Names have no intrinsic reality. One agrees to use a certain
name and issues an order that it shall be applied to a certain
reality, and if the agreement is abided by and become a
matter of custom, then it may be said to be a real name…”
II.2.4 Xunzi’s Teachings:
“Rectification of Names”
• “故王者之制名,名定而實辨,道行而志通,則慎率民而一
焉…名無固宜,約之以命,約定俗成謂之宜,異於約則謂
不宜.名無固實,約之以命實,約定俗成謂之實名.”
• Comment: The rectification of names was a
common topic among ancient Chinese thoughts.

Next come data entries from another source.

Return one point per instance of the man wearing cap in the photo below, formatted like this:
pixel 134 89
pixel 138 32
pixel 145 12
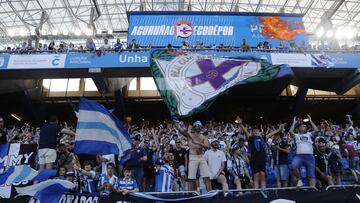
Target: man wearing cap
pixel 322 170
pixel 304 152
pixel 3 138
pixel 196 143
pixel 47 142
pixel 353 157
pixel 136 162
pixel 216 161
pixel 257 148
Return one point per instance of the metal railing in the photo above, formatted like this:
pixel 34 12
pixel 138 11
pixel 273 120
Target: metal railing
pixel 271 189
pixel 341 187
pixel 179 49
pixel 193 193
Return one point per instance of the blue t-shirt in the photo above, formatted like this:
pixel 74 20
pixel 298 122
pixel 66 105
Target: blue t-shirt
pixel 48 135
pixel 127 184
pixel 105 179
pixel 164 180
pixel 135 155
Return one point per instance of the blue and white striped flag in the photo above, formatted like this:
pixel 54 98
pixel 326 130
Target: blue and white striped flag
pixel 98 131
pixel 48 191
pixel 16 174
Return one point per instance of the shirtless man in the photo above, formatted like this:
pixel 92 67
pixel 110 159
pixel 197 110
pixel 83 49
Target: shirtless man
pixel 196 143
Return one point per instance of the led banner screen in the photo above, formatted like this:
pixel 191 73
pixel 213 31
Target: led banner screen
pixel 215 28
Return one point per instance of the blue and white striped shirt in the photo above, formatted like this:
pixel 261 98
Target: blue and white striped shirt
pixel 164 180
pixel 105 179
pixel 127 184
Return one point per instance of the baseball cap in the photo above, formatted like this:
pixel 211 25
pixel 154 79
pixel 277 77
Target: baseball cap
pixel 70 174
pixel 197 123
pixel 138 137
pixel 321 140
pixel 214 140
pixel 241 139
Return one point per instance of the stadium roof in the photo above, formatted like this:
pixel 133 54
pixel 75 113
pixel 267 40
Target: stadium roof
pixel 21 17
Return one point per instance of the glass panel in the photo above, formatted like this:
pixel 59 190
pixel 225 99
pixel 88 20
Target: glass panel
pixel 133 84
pixel 147 83
pixel 73 85
pixel 90 85
pixel 46 83
pixel 58 85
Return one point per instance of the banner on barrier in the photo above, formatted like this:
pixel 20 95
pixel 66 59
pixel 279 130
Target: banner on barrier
pixel 281 196
pixel 13 155
pixel 215 28
pixel 36 61
pixel 143 59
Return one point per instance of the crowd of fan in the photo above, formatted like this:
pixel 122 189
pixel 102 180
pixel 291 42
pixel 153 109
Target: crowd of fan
pixel 118 46
pixel 172 156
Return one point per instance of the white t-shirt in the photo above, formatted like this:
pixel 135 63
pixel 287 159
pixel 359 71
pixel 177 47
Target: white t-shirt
pixel 214 160
pixel 304 143
pixel 111 159
pixel 106 46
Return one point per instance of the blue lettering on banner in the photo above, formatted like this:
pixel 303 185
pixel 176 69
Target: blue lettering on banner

Yet only in Xunzi, did it develop into some sort o
systematic logical theory. Whereas in other
schools the interest is chiefly social or moral, in
Xunzi it is predominantly logical. This is the
nearest approach to logic in ancient Chinese
philosophy.
II.2.5 Xunzi’s Teachings: “The
Nature of Man is Evil”性惡篇
• “The nature of man is evil; his goodness is the
result of his (artificial) activity. Now, man’s
inborn nature is seek for gain. If this tendency is
followed, strife and rapacity result and deference
and compliance disappear. By inborn nature one is
envious and hates others. If these tendencies
are followed, injury and destruction result and
loyalty and faithfulness disappear. By inborn
nature one possesses the desires of eye and ear
and likes sound and beauty. If these tendencies
are followed, lewdness and licentiousness result,
and the pattern and order of propriety and…
II.2.5 Xunzi’s Teachings:
“The Nature of Man is Evil”
• “righteousness disappear. Therefore to follow
man’s nature and feelings will inevitably result in
strife and rapacity, combine with rebellion and
disorder, and end in violence. Therefore there
must be the civilizing influence of teachers and
laws and the guidance of propriety and
righteousness, and then it will result in deference
and compliance, combine with pattern and order,
and end in discipline. It is clear that the nature
of man is evil and that his goodness is the result
of activity.” (Xunzi ch.23)
II.2.5 Xunzi’s Teachings:
“The Nature of Man is Evil”
• “人之性惡,其善者偽也.今人之性,生而有好利焉,
順是,故爭奪生而辭讓亡焉;生而有疾惡焉,順是,
故殘賊生而忠信亡焉;生而有耳目之欲,有好聲
色焉,順是,故淫亂生而禮義文理亡焉.然則從人
之性,順人之情,必出於爭奪,今於犯文亂理而歸
於暴.故必將有師法之化,禮義之道,然後出於辭
讓,合於文理而歸於治.用此觀之,然則人之性惡
明矣,其善偽也.”
II.2.5 Xunzi’s Teachings:
“The Nature of Man is Evil”
• Xunzi : li, xue, law= for external
control.
– li shifted from a means of personal
moral cultivation to social control.